Facebook Censors Outside Critics
"Free speech" only goes so far for Facebook, which is now actively silencing critics
In May, Facebook finally announced its oversight board. The timing was not auspicious given the urgency of oversight, with the US Presidential election looming. Worse, the board members couldn’t begin work right away because Facebook hadn’t remembered to get them the laptops they’d need to participate.
Given the approaching election and Facebook’s well-known role in enabling election interference and various forms of widespread misinformation, a volunteer group of academics, technologists, journalists, activists, and lawyers took matters into their own hands earlier this month, forming what they called, “The Real Facebook Oversight Board.”
This rebel alliance displeased the emperor, leading the company to file a complaint that has forced the volunteers’ web site offline. What dark magic enabled this? Facebook’s lawyers wrote to the group’s ISP demanding the site be taken down, alleging a trademark violation within its URL (realfacebookoversight.org).
Vice News has been following these developments, with a story just over a week ago covering the rebel alliance’s emergence topped with the no-nonsense headline:
An Outside Oversight Group Is Forcing Facebook to Get Its Shit Together for the Election
The outside group formed because Facebook has been slow-walking its own oversight group, part of its practices of delay and obfuscation, otherwise known as “putting lipstick on cancer,” in a turn of phrase popularized by Scott Galloway.
How slow has Facebook been in seeking oversight? The idea for an oversight group at Facebook began in 2018, and led to a 250-page report from a period of public consultation to the appointment of the board in 2019, then to the May 2020 announcement, and finally to a vague indication that the oversight board would begin working “later this year.”
The “real Facebook” oversight board is not affiliated with Facebook, yet consists of some heavy-hitters, including Roger McNamee, Reed Galen, Laurence Tribe, and Carole Cadwalladr. These people are staunch critics of the platform — and for good reason, I’d add.
The ISP involved — SupportNation — said the website was being taken offline after Facebook complained that the site was involved in “phishing,” even though the complaint from Facebook that triggered the action seems more focused on alleging a trademark violation:
The response from SupportNation — an ISP based in Burlington, MA — seems to have independently transformed this trademark complaint into a phishing complaint:
Clearly, the site was not registered to impersonate Facebook, but to mock it.
Cadwalladr in particular was having none of it, tweeting in response to Facebook:
U scared? Because nothing says ‘free speech’ quite as much as a multi-billion dollar corporation with a global monopoly getting its critics shut down & booted off the internet.

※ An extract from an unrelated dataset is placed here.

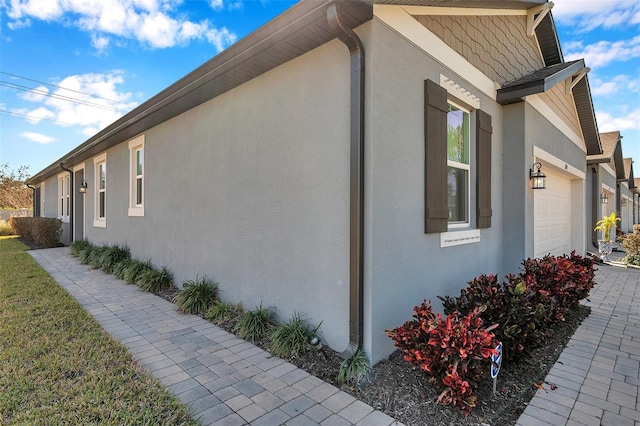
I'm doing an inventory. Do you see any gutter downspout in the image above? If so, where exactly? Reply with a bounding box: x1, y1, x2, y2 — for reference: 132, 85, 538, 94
590, 166, 600, 248
60, 163, 75, 243
327, 3, 364, 357
25, 183, 36, 217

Overall, this is just another story of Facebook’s shabby corporate practices and insecure corporate culture.
There are two elements of Facebook’s response lacking elegance and sophistication, I think.
First, one of the most elegant ways to quell critics is to call their bluff — that is, hire them, give them legitimacy, and sincerely see if their ideas can help you. Often enough, critics deflate when accepted and given even a modicum of authority or responsibility, and their ideas turn out to be few and easily addressed. Facebook’s inelegance in the face of this outside group indicates a reflexive resistance to outside oversight, and perhaps some genuine fear of what an active oversight body, and these critics in particular, might say. One can only conclude that any hopes their own oversight board will be effective or empowered are probably unrealistic.
Second, harassing critics by punching down, seeking to deprive them of their First Amendment rights, and using bogus legal arguments to do so is the worst kind of petty and unsophisticated corporate behavior. Clearly, leadership at Facebook remains small-minded and insecure, despite their power and billions. A more elegant response would have been to just ignore it, or to buy a similar URL and redirect to its own oversight board. A draconian response like this is likely to backfire, especially because the US national elections are already underway —more than 5.4 million votes have already been cast — and Facebook is suspected of remaining blithely vulnerable to manipulation yet again.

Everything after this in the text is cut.